Patients with diabetes mellitus who have sepsis limited to the forefoot requiring acute hospitalization and undergoing primary digit amputations have a high incidence of intermediate-term, persistent, and recurrent infection, leading to a modest rate of limb loss, despite having apparently salvageable lesions and noninvasive evidence of presumed adequate forefoot perfusion.
研究糖尿病患者原发性前足截肢的中期成功率及结局,这些患者的败血症局限于前足,且通过非侵入性方法确定前足灌注情况假定充足。

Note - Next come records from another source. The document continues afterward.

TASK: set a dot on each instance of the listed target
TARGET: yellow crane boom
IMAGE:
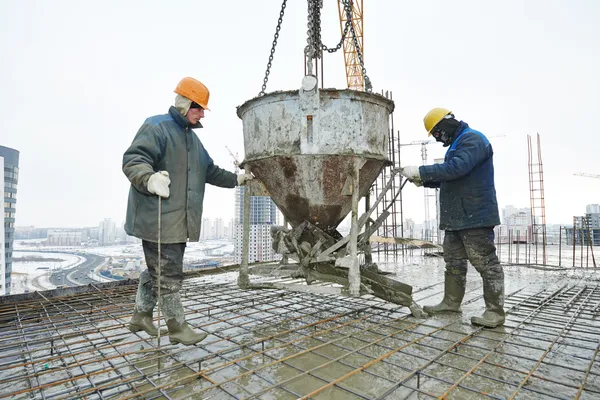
(354, 73)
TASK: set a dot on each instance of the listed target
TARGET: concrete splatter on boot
(179, 330)
(454, 291)
(145, 302)
(493, 295)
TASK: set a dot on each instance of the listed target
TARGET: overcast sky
(78, 79)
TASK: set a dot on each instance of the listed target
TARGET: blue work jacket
(466, 182)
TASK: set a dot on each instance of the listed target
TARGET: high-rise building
(108, 231)
(263, 214)
(592, 209)
(230, 229)
(219, 229)
(9, 163)
(205, 229)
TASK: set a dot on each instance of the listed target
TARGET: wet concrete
(277, 344)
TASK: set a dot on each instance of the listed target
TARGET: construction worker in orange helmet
(167, 159)
(468, 213)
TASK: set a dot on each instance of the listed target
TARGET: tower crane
(353, 45)
(587, 175)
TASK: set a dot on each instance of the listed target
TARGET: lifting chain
(314, 46)
(275, 37)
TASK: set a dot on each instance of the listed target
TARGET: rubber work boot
(142, 321)
(493, 295)
(145, 301)
(454, 291)
(179, 330)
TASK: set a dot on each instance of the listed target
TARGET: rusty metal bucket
(303, 144)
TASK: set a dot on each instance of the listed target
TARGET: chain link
(368, 85)
(275, 37)
(315, 46)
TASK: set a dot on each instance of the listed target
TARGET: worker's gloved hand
(242, 178)
(411, 173)
(158, 184)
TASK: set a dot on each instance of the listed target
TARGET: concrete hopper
(303, 144)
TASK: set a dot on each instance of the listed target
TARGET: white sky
(78, 78)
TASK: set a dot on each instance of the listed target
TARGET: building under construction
(333, 319)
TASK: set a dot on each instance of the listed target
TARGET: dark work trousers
(475, 245)
(171, 266)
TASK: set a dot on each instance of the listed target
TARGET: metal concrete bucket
(303, 144)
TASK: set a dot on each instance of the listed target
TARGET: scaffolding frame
(393, 226)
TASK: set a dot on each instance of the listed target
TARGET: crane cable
(315, 46)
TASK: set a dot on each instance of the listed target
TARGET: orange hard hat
(193, 90)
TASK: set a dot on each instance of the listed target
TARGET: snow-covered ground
(34, 275)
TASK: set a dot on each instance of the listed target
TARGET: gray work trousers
(171, 266)
(475, 245)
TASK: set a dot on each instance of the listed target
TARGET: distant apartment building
(263, 214)
(65, 237)
(206, 229)
(9, 163)
(108, 232)
(30, 232)
(587, 227)
(219, 229)
(592, 209)
(516, 225)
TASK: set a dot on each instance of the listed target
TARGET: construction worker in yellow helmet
(167, 159)
(468, 213)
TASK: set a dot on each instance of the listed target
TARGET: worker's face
(194, 115)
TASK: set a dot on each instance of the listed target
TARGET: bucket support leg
(354, 270)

回顾性分析1984年1月至1998年4月一家大学医院的病例。纳入的患者为患有前足败血症的糖尿病患者,因趾截肢需要立即住院治疗,基于非侵入性和临床评估,其动脉循环足以愈合:可触及足背脉搏(29%)、“可压缩”的踝压70 mmHg或更高(48%)、搏动性跖骨波形(67%)和/或趾压高于55 mmHg(36%)。所有患者均接受了原发性单趾或多趾截肢(通过指间关节、跖骨头或跖骨干)。在随访期间,根据需要对持续性或复发性感染进行额外的前足手术(清创、趾截肢)。主要结局变量为复发性或持续性足部感染(定义为需要再次住院接受抗生素治疗、伤口护理和/或再次手术)、为挽救复发性或持续性感染的肢体进行的重复手术次数和住院次数,以及前足完全愈合或足部截肢的时间。
92例患有糖尿病且有97例前足感染的患者组成了研究组。共进行了97次原发性趾截肢(34次通过指间关节,28次通过跖骨头,35次通过跖骨干)。中位住院时间为10天。无手术死亡病例。平均随访期为21个月(范围为3天至105个月)。仅38条肢体(39%)的原发性截肢愈合(无持续性感染),平均愈合时间为13±10周。23条肢体(24%)在最后一次随访时原发性截肢未愈合且无持续性感染证据(平均12周)。35条肢体(36%)感染持续存在,38条已愈合肢体中有15条(40%)感染复发。在这些复发性/持续性感染的挽救尝试中,平均进行了1.0次再次手术(范围为0至3次)和1.6次再次住院(范围为1至4次)。5例持续性感染和5例复发性感染最终愈合(平均53周)。97条肢体中仅33条(34%)实现了完全愈合。进行了22次足部截肢(20次经胫骨截肢,2次Syme截肢)(平均49±74周;20次为持续性感染)。在最后一次随访检查时,18例持续性/复发性感染仍未愈合(平均105周)。
患有糖尿病且败血症局限于前足需要急性住院并接受原发性趾截肢的患者,中期、持续性和复发性感染的发生率较高,尽管病变看似可挽救且有非侵入性证据表明假定前足灌注充足,但仍导致一定比例的肢体丧失。